Additional Parallelism Through Stripmining

Independent of the parallelism of the CFD code, the derivative computation can be parallelized by the simple expedient of computing derivatives with respect to different sets of independent variables on different processors. This method, called stripmining, has already been described in "Parallel calculation of sensitivity derivatives for aircraft design using automatic differentiation" by Bischof, Green, Haigler and Knauff.
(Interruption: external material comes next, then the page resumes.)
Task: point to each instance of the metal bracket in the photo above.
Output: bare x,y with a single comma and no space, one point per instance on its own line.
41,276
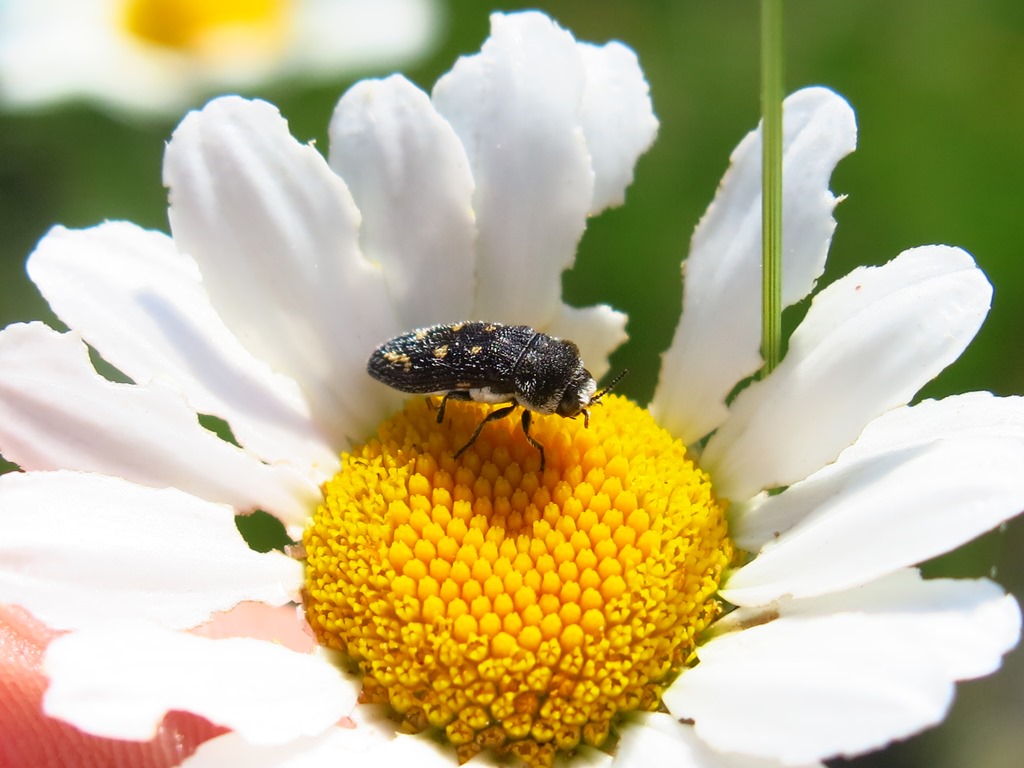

ADIFOR-augmented code supports stripmining with minimal programmer effort---in ADIFOR parlance, only the initialization of the seed matrices must be altered. We note, however, that this method redundantly recomputes the function value on each processor doing derivative work. To measure the impact of this redundant computation on the efficiency of stripmining, we ran several simple experiments on the SP2. In the example, we need to compute derivatives with respect to 6 input parameters. The results are as follows:

1 processor with 6 derivatives 13.27 seconds/step
2 processors with 3 derivatives 8.21 seconds/step
6 processors with 1 derivative 4.02 seconds/step

Notice that using 6 processors instead of 1 reduces the total time required to compute the derivatives by about 70%. Furthermore, since memory usage is approximately linear in the number of derivatives, using 6 processors instead of 1, reduces the memory required on each processor by about a factor of 6.